Wagner-Jahr

Vielleicht habt ihr ja schon genug davon, aber ich komme nicht drum herum: wir haben Wagner-Jahr! Richard Wagner hatte am 22. Mai 200sten Geburtstag. Dieses Datum haben Rundfunk und Publizisten zum Anlass genommen, über die Auseinandersetzung von Jazzmusikern mit seinem Werk zu berichten und zu reflektieren. Seit es Jazz gibt, haben sich improvisierende Musiker mit der klassischen Musik als großem Gegenüber auseinandergesetzt. Um Richard Wagners Musik aber haben sie einen Bogen gemacht. Sein monumentales Werk ist ja heftig umstritten. Wer sich mit ihm befasst, denkt immer auch: Größenwahn, Judenhass und Nationalsozialismus, außerdem gilt seine Musik manchen Jazzern als Inbegriff von Pathos und Schwulst. Inzwischen aber suchen immer mehr Improvisatoren in Wagners Musik nach Potenzial für ihr Jazzspiel und gehen den Fragen nach: Wie viele Blue Notes hat eigentlich der Tristan-Akkord? Welche improvisatorischen Möglichkeiten stecken in der Idee des Leitmotivs? Wie tanzbar sind Opernthemen etc.?
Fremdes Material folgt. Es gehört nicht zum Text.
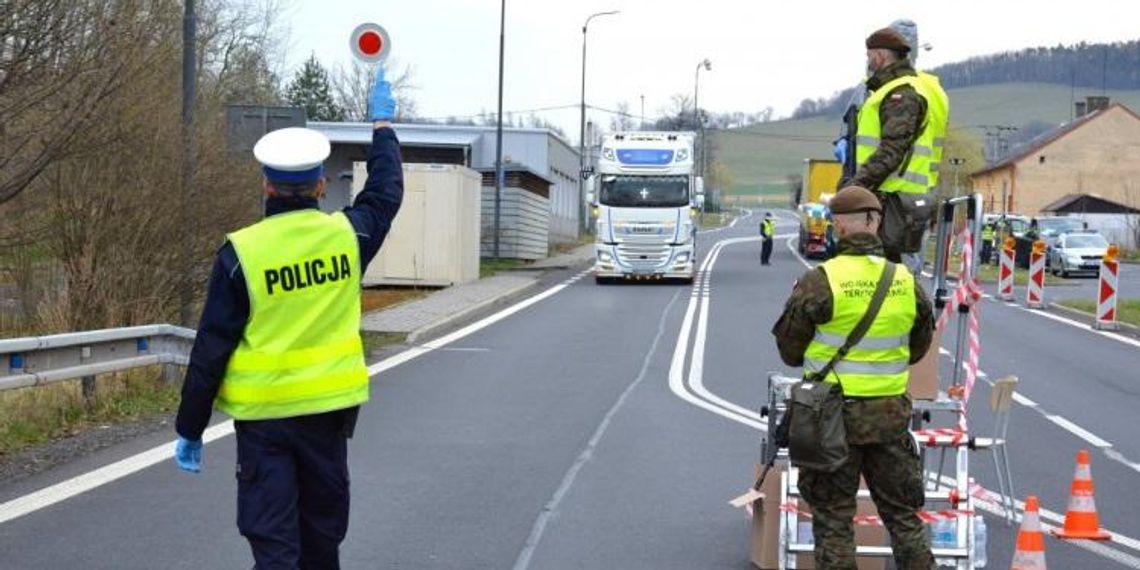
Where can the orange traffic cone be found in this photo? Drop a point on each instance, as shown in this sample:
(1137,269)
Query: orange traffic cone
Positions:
(1081,520)
(1031,542)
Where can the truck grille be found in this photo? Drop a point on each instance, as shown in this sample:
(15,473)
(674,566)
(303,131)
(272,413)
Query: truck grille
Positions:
(643,254)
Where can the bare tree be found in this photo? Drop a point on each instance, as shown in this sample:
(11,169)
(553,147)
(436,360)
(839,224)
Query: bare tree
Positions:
(352,84)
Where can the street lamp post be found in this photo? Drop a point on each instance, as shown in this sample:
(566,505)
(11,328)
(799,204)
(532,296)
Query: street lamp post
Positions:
(498,135)
(697,111)
(581,125)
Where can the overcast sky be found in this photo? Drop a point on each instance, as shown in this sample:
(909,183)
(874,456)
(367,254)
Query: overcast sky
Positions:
(763,53)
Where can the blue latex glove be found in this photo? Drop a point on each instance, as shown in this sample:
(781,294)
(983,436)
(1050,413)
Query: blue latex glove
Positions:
(381,103)
(188,455)
(840,151)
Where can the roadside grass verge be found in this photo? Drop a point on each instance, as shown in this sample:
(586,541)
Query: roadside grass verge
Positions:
(32,416)
(1128,310)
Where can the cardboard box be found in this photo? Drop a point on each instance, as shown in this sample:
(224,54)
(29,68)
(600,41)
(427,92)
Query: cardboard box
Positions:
(765,544)
(925,383)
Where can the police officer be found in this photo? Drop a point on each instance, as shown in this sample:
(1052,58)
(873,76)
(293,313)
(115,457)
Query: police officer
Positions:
(900,130)
(824,307)
(278,347)
(767,234)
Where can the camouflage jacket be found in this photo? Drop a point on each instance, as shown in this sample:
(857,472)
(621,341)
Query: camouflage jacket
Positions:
(811,304)
(901,114)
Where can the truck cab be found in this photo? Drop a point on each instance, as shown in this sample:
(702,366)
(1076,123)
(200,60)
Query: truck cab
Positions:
(645,197)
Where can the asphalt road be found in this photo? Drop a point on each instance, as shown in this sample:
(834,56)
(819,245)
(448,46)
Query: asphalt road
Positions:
(599,426)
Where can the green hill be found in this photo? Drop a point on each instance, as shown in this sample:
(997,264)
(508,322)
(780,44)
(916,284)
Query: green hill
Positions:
(760,159)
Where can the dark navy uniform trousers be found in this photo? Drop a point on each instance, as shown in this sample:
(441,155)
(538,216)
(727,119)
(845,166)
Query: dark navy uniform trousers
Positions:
(293,490)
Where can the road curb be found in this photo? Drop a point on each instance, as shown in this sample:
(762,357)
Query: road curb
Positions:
(458,316)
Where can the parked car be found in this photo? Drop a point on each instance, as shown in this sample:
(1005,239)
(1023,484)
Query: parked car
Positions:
(1077,252)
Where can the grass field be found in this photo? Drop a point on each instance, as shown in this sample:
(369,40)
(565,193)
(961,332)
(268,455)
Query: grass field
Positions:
(760,159)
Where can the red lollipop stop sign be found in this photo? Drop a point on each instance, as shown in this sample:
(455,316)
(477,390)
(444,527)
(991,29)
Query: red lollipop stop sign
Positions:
(369,43)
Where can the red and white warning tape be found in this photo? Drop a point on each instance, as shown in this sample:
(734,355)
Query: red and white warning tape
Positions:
(871,520)
(967,293)
(942,437)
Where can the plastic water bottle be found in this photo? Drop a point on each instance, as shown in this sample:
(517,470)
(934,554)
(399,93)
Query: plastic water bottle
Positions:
(944,535)
(979,542)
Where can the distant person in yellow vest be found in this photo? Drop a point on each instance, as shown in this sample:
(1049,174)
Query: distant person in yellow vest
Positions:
(824,307)
(988,236)
(900,136)
(278,345)
(767,234)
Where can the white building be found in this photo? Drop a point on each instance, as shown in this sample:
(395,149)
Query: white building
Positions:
(537,149)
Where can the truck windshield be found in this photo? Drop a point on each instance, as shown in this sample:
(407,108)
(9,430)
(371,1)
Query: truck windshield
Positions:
(644,190)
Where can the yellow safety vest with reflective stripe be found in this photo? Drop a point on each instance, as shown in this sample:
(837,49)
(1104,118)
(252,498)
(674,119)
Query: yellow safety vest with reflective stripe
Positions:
(879,365)
(920,173)
(938,119)
(300,352)
(767,228)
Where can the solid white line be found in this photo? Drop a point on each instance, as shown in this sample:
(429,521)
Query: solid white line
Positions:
(1076,430)
(103,475)
(1082,326)
(1024,401)
(552,506)
(680,352)
(697,365)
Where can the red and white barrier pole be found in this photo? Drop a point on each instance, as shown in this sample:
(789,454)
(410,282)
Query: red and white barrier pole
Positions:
(1035,292)
(1006,270)
(1106,296)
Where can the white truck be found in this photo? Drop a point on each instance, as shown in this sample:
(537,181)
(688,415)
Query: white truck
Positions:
(644,194)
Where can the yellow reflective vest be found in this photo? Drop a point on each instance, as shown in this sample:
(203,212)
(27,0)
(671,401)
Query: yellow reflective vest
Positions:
(920,170)
(879,365)
(767,227)
(300,352)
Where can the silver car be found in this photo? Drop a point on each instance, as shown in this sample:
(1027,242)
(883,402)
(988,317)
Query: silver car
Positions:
(1077,252)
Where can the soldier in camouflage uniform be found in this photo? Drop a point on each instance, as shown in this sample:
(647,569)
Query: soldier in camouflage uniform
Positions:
(902,116)
(881,448)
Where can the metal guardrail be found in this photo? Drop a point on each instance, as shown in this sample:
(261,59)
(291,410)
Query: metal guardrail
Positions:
(38,360)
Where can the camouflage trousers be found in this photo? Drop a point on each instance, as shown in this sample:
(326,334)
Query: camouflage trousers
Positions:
(884,453)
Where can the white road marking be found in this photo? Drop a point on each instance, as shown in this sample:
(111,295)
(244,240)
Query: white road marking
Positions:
(103,475)
(1076,430)
(1083,326)
(112,472)
(552,506)
(729,410)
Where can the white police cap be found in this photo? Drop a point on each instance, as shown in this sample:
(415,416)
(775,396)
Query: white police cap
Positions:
(293,154)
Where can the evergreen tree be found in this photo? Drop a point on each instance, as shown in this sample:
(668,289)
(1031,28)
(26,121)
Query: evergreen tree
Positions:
(310,89)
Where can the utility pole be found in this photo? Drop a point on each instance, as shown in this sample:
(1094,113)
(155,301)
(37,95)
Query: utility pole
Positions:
(583,218)
(697,111)
(498,133)
(186,286)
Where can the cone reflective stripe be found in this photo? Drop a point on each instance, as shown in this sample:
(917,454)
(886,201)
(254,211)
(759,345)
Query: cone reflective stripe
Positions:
(1081,520)
(1035,292)
(1031,543)
(1106,298)
(1006,275)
Dabei hat sich der deutsche Jazz mit der Annäherung an Wagner relativ lange Zeit gelassen. In den USA hatten z. B. schon 1964 die Stan Kenton Band einen furiosen Walküren-Ritt und 1997 ausgerechnet der jüdische Pianist Uri Caine eine Wagner-Interpretation eingespielt. Zum Jubiläum nähern sich jetzt die hiesigen Jazzer dem Werk Wagners mit zum Teil erfrischenden Beiträgen: Der Schlagzeuger Eric Schäfer wagt sich dabei am weitesten vor, indem er die Motive Wagners in den Kontext von Dub, Elektronik und Improvisation stellt. Mit kammermusikalischer Feinsinnigkeit ergründet der Bassist Dieter Ilg den „Parsifal“ neu. Und die Saxofonistin Angelika Niescier befasst sich in ihrem „Kundry-Projekt“ mit einer herausragenden Frauenpersönlichkeit in Wagners Werk.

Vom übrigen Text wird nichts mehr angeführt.